Figure 1: Here we can see in the graph that the placeholder, x_data, along with our multiplicative constant, feeds into the multiplication operation.

Layering Nested Operations
In this recipe, we will learn how to put multiple operations on the same computational graph.

Getting ready
It's important to know how to chain operations together. This will set up layered operations in the computational graph. For a demonstration we will multiply a placeholder by two matrices and then perform addition. We will feed in two matrices in the form of a three-dimensional numpy array:
import tensorflow as tf
sess = tf.Session()

How to do it…
It is also important to note how the data will change shape as it passes through. We will feed in two numpy arrays of size 3x5. We will multiply each matrix by a constant of size 5x1, which will result in a matrix of size 3x1. We will then multiply this by 1x1 matrix resulting in a 3x1 matrix again. Finally, we add a 3x1 matrix at the end, as follows:

1.First we create the data to feed in and the corresponding placeholder:
my_array = np.array([[1., 3., 5., 7., 9.],
[-2., 0., 2., 4., 6.],
[-6., -3., 0., 3., 6.]])
x_vals = np.array([my_array, my_array + 1])
x_data = tf.placeholder(tf.float32, shape=(3, 5))
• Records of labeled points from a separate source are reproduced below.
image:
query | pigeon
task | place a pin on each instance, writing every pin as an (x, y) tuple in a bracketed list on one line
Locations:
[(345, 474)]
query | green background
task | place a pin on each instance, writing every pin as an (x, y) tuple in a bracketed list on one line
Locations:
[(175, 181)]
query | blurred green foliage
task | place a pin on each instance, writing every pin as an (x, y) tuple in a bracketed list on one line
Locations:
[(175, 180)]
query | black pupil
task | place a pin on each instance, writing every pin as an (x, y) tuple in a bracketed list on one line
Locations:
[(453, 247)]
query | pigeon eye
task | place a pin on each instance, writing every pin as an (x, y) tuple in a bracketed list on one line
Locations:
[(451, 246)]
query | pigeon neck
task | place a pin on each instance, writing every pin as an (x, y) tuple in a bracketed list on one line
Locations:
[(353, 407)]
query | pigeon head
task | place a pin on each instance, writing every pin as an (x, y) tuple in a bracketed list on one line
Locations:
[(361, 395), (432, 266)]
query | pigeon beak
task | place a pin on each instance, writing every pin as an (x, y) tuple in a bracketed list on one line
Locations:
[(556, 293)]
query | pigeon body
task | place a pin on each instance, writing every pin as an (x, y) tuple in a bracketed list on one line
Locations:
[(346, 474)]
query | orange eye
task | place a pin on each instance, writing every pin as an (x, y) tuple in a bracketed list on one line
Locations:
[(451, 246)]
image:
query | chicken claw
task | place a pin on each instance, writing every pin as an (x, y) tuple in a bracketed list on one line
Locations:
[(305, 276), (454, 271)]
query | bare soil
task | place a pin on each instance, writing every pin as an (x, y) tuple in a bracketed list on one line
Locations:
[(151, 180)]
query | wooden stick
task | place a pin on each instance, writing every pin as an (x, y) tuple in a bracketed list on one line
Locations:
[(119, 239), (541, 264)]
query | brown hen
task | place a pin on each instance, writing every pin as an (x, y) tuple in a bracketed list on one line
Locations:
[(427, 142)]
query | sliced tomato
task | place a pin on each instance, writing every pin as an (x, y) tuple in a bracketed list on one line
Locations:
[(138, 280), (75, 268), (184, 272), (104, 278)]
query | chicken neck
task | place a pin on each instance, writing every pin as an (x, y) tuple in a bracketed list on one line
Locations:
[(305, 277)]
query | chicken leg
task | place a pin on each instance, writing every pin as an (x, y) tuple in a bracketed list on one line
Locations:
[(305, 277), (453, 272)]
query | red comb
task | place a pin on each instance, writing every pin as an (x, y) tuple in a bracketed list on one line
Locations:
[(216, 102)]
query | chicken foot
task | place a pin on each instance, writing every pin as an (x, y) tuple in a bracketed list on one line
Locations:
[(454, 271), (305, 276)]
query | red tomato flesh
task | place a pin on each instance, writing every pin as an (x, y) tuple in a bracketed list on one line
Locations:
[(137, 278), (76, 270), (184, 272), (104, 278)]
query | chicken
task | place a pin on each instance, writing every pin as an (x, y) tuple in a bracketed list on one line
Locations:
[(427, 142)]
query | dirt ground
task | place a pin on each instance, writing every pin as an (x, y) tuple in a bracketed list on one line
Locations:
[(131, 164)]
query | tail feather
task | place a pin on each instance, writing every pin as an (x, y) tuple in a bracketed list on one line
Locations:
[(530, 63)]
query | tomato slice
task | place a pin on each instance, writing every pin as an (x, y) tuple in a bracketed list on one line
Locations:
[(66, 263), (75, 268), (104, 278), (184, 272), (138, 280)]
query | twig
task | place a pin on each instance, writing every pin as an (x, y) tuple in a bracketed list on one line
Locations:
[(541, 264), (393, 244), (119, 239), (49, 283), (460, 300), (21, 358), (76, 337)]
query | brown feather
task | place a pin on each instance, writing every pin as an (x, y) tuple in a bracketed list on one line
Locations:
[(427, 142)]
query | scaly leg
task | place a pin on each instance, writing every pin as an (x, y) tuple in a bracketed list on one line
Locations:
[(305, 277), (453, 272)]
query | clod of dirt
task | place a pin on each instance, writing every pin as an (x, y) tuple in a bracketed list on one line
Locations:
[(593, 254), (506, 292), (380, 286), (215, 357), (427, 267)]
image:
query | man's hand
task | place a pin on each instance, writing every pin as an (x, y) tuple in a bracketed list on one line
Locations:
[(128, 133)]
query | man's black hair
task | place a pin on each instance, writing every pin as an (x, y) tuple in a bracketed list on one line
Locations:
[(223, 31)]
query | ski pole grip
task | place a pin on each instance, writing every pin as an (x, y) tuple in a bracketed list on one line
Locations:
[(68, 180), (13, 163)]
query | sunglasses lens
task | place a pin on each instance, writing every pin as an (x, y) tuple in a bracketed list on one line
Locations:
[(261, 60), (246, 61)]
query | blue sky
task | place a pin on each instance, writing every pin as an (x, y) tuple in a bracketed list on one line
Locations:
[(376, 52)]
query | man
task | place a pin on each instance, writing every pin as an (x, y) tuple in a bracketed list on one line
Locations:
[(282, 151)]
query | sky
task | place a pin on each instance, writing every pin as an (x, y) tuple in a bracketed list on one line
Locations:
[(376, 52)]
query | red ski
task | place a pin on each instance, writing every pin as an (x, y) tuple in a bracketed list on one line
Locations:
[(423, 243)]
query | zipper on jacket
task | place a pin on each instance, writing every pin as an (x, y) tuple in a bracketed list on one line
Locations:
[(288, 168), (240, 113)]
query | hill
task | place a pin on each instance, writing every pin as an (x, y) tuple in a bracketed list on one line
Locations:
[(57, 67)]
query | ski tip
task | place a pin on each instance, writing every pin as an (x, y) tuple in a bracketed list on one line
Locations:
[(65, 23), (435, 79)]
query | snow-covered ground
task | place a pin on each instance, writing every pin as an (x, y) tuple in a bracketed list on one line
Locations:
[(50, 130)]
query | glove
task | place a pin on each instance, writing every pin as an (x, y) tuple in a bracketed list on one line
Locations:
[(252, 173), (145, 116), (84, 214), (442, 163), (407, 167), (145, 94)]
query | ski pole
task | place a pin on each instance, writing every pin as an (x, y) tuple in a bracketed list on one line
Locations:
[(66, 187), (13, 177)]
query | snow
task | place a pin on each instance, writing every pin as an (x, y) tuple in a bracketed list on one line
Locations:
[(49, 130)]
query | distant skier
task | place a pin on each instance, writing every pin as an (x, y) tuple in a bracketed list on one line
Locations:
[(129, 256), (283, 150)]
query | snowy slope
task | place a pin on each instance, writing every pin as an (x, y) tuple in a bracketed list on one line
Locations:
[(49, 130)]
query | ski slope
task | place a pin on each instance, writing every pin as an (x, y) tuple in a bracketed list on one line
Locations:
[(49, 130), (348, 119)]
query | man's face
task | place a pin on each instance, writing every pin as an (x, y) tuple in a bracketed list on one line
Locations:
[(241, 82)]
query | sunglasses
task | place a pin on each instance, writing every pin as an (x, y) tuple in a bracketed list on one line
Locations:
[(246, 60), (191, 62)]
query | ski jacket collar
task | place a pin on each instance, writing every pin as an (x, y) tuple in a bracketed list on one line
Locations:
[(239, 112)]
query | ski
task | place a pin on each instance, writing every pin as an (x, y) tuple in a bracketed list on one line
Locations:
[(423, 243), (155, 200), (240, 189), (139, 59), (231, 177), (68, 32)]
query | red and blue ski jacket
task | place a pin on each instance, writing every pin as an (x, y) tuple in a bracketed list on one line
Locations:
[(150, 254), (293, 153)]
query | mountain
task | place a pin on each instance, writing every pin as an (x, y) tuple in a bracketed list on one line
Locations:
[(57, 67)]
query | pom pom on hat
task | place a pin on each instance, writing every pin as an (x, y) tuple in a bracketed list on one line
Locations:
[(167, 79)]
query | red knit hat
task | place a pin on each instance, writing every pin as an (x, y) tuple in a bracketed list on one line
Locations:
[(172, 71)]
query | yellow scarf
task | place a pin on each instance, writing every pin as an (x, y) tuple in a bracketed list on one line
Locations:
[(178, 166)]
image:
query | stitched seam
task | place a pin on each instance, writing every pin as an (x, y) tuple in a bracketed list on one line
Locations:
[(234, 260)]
2.Next we create the constants that we will use for matrix multiplication and addition:
m1 = tf.constant([[1.],[0.],[-1.],[2.],[4.]])
m2 = tf.constant([[2.]])
a1 = tf.constant([[10.]])
3.Now we declare the operations and add them to the graph:
prod1 = tf.matmul(x_data, m1)
prod2 = tf.matmul(prod1, m2)
add1 = tf.add(prod2, a1)

4.Finally, we feed the data through our graph:
for x_val in x_vals:
print(sess.run(add1, feed_dict={x_data: x_val}))
[[ 102.]
[ 66.]
[ 58.]]
[[ 114.]
[ 78.]
[ 70.]]

How it works…
The computational graph we just created can be visualized with Tensorboard. Tensorboard is a feature of TensorFlow that allows us to visualize the computational graphs and values in that graph. These features are provided natively, unlike other machine learning frameworks. To see how this is done, see the Visualizing graphs in Tensorboard recipe in Chapter 11, More with TensorFlow. Here is what our layered graph looks like:

Figure 2: In this computational graph you can see the data size as it propagates upward through the graph.

There's more…
We have to declare the data shape and know the outcome shape of the operations before we run data through the graph. This is not always the case. There may be a dimension or two that we do not know beforehand or that can vary. To accomplish this, we designate the dimension that can vary or is unknown as value none. For example, to have the prior data placeholder have an unknown amount of columns, we would write the following line:
x_data = tf.placeholder(tf.float32, shape=(3,None))

This allows us to break matrix multiplication rules and we must still obey the fact that the multiplying constant must have the same corresponding number of rows. We can either generate this dynamically or reshape the x_data as we feed data in our graph. This will come in handy in later chapters when we are feeding data in multiple batches.